No one should have to beg for a job they shouldn’t have lost in the first place

12 05 2009

During his election campaign, Obama said, “We’re spending large sums of money to kick highly qualified gays or lesbians out of our military, some of whom possess specialties like Arab-language capabilities that we desperately need.  And then just last week, the US Army discharged National Guard Lieutenant Daniel Choi, an Arabic linguist who also served in Iraq, because he came out as a gay man.  Choi is fighting his dismissal and has written a letter to Congress and to Obama imploring them not to fire him:

As an infantry officer, I am not accustomed to begging. But I beg you today: Do not fire me. Do not fire me because my soldiers are more than a unit or a fighting force – we are a family and we support each other. We should not learn that honesty and courage leads to punishment and insult. Their professionalism should not be rewarded with losing their leader. I understand if you must fire me, but please do not discredit and insult my soldiers for their professionalism.

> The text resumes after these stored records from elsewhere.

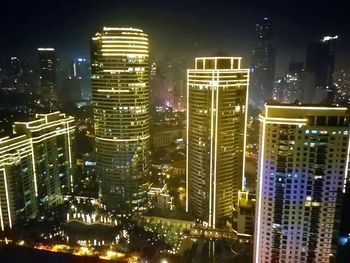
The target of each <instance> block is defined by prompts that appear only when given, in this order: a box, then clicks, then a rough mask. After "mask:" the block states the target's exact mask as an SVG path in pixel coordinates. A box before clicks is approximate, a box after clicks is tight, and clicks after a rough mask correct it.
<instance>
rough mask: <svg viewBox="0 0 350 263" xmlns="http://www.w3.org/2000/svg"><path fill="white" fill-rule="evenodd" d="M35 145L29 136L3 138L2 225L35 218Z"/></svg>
mask: <svg viewBox="0 0 350 263" xmlns="http://www.w3.org/2000/svg"><path fill="white" fill-rule="evenodd" d="M33 170H34V167H33V156H32V147H31V143H30V140H29V139H28V138H27V136H24V135H23V136H18V137H15V138H9V137H4V138H0V228H1V230H2V231H4V230H6V229H9V228H10V229H11V228H12V227H13V226H14V225H15V224H16V221H17V220H18V218H19V217H20V216H21V217H23V218H34V217H35V216H36V215H37V204H36V198H35V191H34V176H33V175H34V172H33Z"/></svg>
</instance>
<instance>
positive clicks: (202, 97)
mask: <svg viewBox="0 0 350 263" xmlns="http://www.w3.org/2000/svg"><path fill="white" fill-rule="evenodd" d="M187 81H188V83H187V139H186V142H187V149H186V151H187V152H186V156H187V157H186V158H187V167H186V176H187V177H186V185H187V188H186V198H187V200H186V210H187V211H188V212H190V213H192V214H193V215H194V216H195V217H196V218H197V219H199V220H201V221H202V222H203V223H204V224H207V225H208V226H209V227H212V228H215V227H217V226H222V225H224V224H225V223H226V220H228V219H230V218H231V217H232V212H233V205H234V204H237V201H238V200H237V199H238V196H237V194H238V190H241V189H242V188H243V176H244V165H243V160H244V155H245V151H244V149H245V133H246V126H245V123H246V118H247V102H248V97H247V96H248V83H249V69H242V68H241V58H240V57H204V58H196V62H195V68H194V69H189V70H188V79H187Z"/></svg>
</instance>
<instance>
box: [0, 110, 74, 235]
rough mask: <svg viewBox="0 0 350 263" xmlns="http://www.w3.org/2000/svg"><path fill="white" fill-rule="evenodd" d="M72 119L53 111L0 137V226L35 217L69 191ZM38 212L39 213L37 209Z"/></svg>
mask: <svg viewBox="0 0 350 263" xmlns="http://www.w3.org/2000/svg"><path fill="white" fill-rule="evenodd" d="M73 122H74V118H73V117H66V116H65V115H64V114H61V113H59V112H54V113H50V114H43V115H37V116H36V119H35V120H33V121H30V122H17V123H15V124H14V127H13V128H14V136H13V137H12V138H9V137H4V138H0V178H1V179H0V227H1V230H2V231H4V230H7V229H11V228H13V227H14V226H15V225H16V223H18V221H21V220H23V221H25V220H28V219H31V218H35V217H36V216H37V214H38V209H40V208H41V207H47V206H52V205H55V204H58V203H60V202H61V201H62V195H63V194H68V193H70V192H71V190H72V185H73V173H74V165H75V164H74V155H73V151H72V147H73V144H74V124H73ZM39 212H40V210H39Z"/></svg>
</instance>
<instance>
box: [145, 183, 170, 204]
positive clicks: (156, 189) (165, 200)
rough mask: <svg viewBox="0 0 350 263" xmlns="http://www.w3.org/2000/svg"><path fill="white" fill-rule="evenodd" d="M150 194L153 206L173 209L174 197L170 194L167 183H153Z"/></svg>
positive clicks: (150, 202) (149, 196) (149, 200)
mask: <svg viewBox="0 0 350 263" xmlns="http://www.w3.org/2000/svg"><path fill="white" fill-rule="evenodd" d="M148 196H149V198H148V199H149V202H150V206H151V207H157V208H160V209H163V210H173V208H174V205H173V197H172V196H171V195H170V194H169V190H168V186H167V184H161V185H155V184H153V185H151V187H150V188H149V190H148Z"/></svg>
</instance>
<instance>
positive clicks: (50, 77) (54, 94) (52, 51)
mask: <svg viewBox="0 0 350 263" xmlns="http://www.w3.org/2000/svg"><path fill="white" fill-rule="evenodd" d="M38 58H39V72H40V89H41V91H40V92H41V95H42V98H43V99H44V101H57V76H56V73H57V56H56V52H55V49H54V48H38Z"/></svg>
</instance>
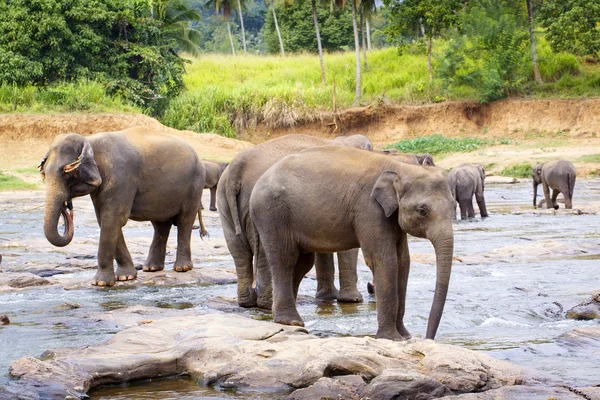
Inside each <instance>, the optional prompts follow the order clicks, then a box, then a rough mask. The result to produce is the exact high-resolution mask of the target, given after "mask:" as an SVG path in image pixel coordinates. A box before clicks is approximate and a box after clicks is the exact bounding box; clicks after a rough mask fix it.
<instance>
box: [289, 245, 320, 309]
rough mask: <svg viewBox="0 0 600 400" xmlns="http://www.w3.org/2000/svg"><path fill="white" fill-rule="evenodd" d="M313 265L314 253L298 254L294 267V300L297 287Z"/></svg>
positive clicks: (314, 257)
mask: <svg viewBox="0 0 600 400" xmlns="http://www.w3.org/2000/svg"><path fill="white" fill-rule="evenodd" d="M313 265H315V253H304V254H300V255H299V256H298V261H296V266H295V267H294V282H293V284H294V300H296V299H298V289H299V288H300V282H302V279H304V277H305V276H306V274H307V273H308V271H310V270H311V269H312V267H313Z"/></svg>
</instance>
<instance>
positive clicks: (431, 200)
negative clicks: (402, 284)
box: [371, 169, 455, 339]
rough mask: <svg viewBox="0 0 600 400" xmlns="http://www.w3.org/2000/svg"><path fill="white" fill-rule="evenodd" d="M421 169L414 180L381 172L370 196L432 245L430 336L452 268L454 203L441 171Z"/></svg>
mask: <svg viewBox="0 0 600 400" xmlns="http://www.w3.org/2000/svg"><path fill="white" fill-rule="evenodd" d="M423 172H424V173H423V175H422V176H419V178H418V179H415V177H414V176H411V177H409V175H407V177H402V176H401V175H400V174H398V173H397V172H395V171H384V172H382V173H381V175H380V176H379V178H378V179H377V183H376V184H375V186H374V187H373V191H372V192H371V197H373V198H375V200H376V201H377V202H378V203H379V204H380V205H381V207H382V208H383V211H384V213H385V216H386V217H390V216H392V215H393V213H394V212H396V211H398V224H399V225H400V228H402V230H403V231H404V232H406V233H408V234H410V235H412V236H416V237H421V238H426V239H428V240H429V241H431V243H432V244H433V247H434V250H435V256H436V267H437V268H436V271H437V272H436V274H437V277H436V287H435V295H434V298H433V303H432V306H431V311H430V313H429V320H428V324H427V336H426V337H427V339H433V338H435V334H436V332H437V328H438V326H439V323H440V320H441V318H442V312H443V311H444V305H445V303H446V295H447V293H448V284H449V282H450V273H451V271H452V256H453V252H454V232H453V229H452V215H453V214H454V212H455V202H454V198H453V197H452V194H451V193H450V188H449V186H448V174H447V173H446V172H445V171H442V170H440V169H437V170H435V171H433V170H431V171H430V170H427V171H423Z"/></svg>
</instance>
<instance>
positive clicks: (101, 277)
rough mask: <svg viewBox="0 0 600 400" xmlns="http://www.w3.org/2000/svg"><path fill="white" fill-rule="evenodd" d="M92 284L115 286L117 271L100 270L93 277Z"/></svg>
mask: <svg viewBox="0 0 600 400" xmlns="http://www.w3.org/2000/svg"><path fill="white" fill-rule="evenodd" d="M92 285H94V286H114V285H115V273H114V272H113V271H101V270H98V272H96V275H94V278H93V279H92Z"/></svg>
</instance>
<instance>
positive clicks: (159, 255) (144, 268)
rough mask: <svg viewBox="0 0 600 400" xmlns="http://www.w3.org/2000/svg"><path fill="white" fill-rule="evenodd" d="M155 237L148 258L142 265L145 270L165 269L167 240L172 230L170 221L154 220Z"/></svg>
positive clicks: (154, 270)
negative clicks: (165, 257)
mask: <svg viewBox="0 0 600 400" xmlns="http://www.w3.org/2000/svg"><path fill="white" fill-rule="evenodd" d="M152 226H153V227H154V237H153V238H152V244H151V245H150V251H148V258H147V259H146V263H145V264H144V266H143V267H142V270H143V271H145V272H155V271H162V270H163V269H165V256H166V254H167V240H168V239H169V233H170V232H171V222H170V221H160V222H156V221H152Z"/></svg>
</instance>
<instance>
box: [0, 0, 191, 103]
mask: <svg viewBox="0 0 600 400" xmlns="http://www.w3.org/2000/svg"><path fill="white" fill-rule="evenodd" d="M174 18H175V19H176V20H177V17H174ZM178 21H181V16H179V20H178ZM164 22H165V21H161V20H156V19H153V18H151V10H150V7H149V3H148V1H145V0H131V1H128V2H123V1H120V0H14V1H10V2H1V3H0V71H1V72H0V84H13V83H15V84H17V85H29V84H34V85H36V86H44V85H47V84H50V83H54V82H71V81H77V80H80V79H90V80H99V81H104V82H107V90H108V91H109V93H111V94H117V95H119V96H121V97H123V98H126V99H127V100H129V101H131V102H133V103H134V104H136V105H137V106H139V107H142V108H145V109H150V110H151V111H153V112H154V113H160V112H161V110H162V109H163V108H164V107H165V105H166V102H167V99H168V98H169V97H174V96H176V95H177V94H178V93H179V92H180V91H181V90H182V88H183V81H182V78H181V75H182V74H183V72H184V69H183V66H184V61H183V60H182V59H181V58H180V57H179V56H177V54H176V52H175V50H176V48H177V41H176V39H175V38H174V37H175V36H176V35H175V32H174V30H176V28H175V26H176V25H169V27H168V28H167V27H166V26H165V25H164ZM169 23H173V21H172V20H171V21H170V22H169ZM177 27H178V28H177V29H179V28H180V27H181V26H180V25H177Z"/></svg>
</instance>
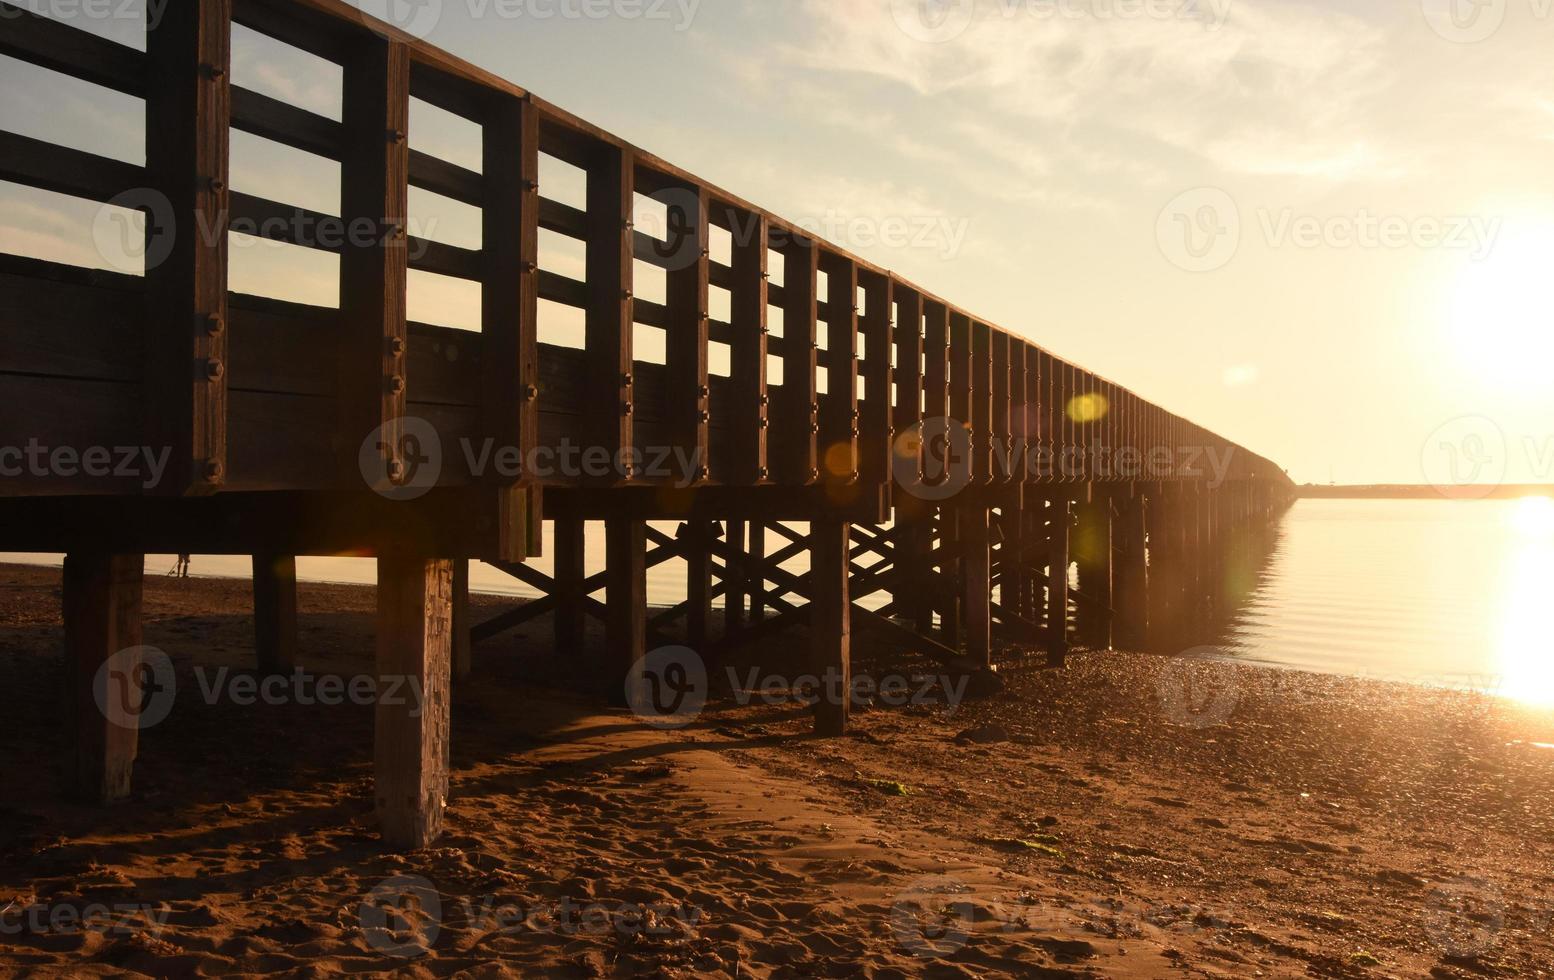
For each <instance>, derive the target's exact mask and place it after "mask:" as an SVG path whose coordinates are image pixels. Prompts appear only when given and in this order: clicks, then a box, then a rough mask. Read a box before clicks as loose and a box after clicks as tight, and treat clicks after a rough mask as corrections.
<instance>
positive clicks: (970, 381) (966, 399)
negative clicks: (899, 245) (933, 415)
mask: <svg viewBox="0 0 1554 980" xmlns="http://www.w3.org/2000/svg"><path fill="white" fill-rule="evenodd" d="M971 398H973V393H971V318H970V317H967V315H965V314H962V312H959V311H956V312H951V314H949V416H951V418H953V419H956V424H959V426H963V427H965V433H967V438H968V440H970V449H971V450H970V452H968V454H967V455H965V458H963V460H959V461H957V464H959V471H957V474H956V478H957V480H960V483H962V486H965V485H967V483H968V481H970V478H971V477H973V475H974V474H976V455H977V452H976V450H977V443H976V435H977V433H976V410H974V407H973V404H971Z"/></svg>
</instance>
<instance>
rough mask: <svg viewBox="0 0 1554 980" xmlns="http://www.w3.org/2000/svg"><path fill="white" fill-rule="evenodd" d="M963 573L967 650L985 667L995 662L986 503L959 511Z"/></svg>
mask: <svg viewBox="0 0 1554 980" xmlns="http://www.w3.org/2000/svg"><path fill="white" fill-rule="evenodd" d="M959 520H960V548H962V556H963V558H962V573H963V576H965V579H963V581H965V592H963V601H965V631H967V632H965V651H967V657H968V659H970V660H971V662H974V663H979V665H982V666H991V663H993V590H991V581H993V579H991V545H990V540H988V514H987V508H985V506H981V505H977V506H970V508H963V509H960V513H959Z"/></svg>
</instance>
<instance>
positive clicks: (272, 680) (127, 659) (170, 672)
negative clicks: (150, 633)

When I was commissioned I was told that I serve at the pleasure of the President. I hope I have not displeased anyone by my honesty. I love my job. I want to deploy and continue to serve with the unit I respect and admire. I want to continue to serve our country because of everything it stands for.

Please do not wait to repeal Don’t Ask, Don’t Tell. Please do not fire me.

This is a heartbreaking letter that really demonstrates the human consequences of Don’t Ask, Don’t Tell.  Imagine Choi’s position… He was and still is committed to his (former) job and wants to continue serving with his unit, which he calls “a family” that supports each other.  The only reason he was discharged is because he openly came out about being gay.  That is not sufficient grounds to fire a qualified, dedicated, good worker.

Meanwhile, back in January Army officer Sandy Tsao also came out to her superiors as a lesbian and wrote to Obama saying, “I do hope, Mr. President, that you will help us to win the war against prejudice.”  In May, she received a handwritten response from him:


Obama wrote, “I am committed to changing our current policy.  Although it will take some time to complete (partly because it is under Congressional action.)  I intend to fulfill my commitment!”  While I have a great deal of respect and admiration for Obama, the “it will take some time to complete” stuff is frustrating.  Repealing Don’t Ask, Don’t Tell should be a top priority that should be taken care of sooner rather than later.